Preserved Lemons

By Veronica46
 

I was thinking that I would like to make more exotic dishes. I have a Tagine in  my cabinet collecting dust. I think I used it only once. So I thought I would make a chicken dish in my Tagine. I found one that you use Preserved Lemons. So I went to the store to purchase Preserved Lemons. I was shocked at the price.  I was thinking that perhaps I should pick another recipe. Later that week I was watching Barefoot Contessa on Food Network and she had a chef making a batch. That chef actually cooked the lemons. I thought to myself, there has to be an easier (and cheaper) way to do this. So after some research, a few lemons, salt and a couple of weeks time, I have my preserved lemons. Now so can you, without the hefty price tag.
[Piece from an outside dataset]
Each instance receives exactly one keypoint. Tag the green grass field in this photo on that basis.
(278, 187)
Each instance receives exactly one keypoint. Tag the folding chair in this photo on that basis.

Stay tuned for the Chicken dish.

Print Recipe

Preserved Lemons

Ingredients:

4 large lemons
2/3 cup coarse salt (I used Kosher)
1 cup lemon juice

Directions:

Scrub and dry the lemons and cut into wedges not cutting all the way through the lemon. Take a spoon full of salt and pack into the cut parts of the lemon. Transfer to a glass quart canning jar, making sure to pack them in. Using all the salt as you go. Add lemon juice to cover all the lemons. Cover the jar with a tight fitting lid. (Not metal). Let lemons stand at room temperature seven days. Shake jar every so often to redistribute salt and juice. Store covered and chilled for up to six months.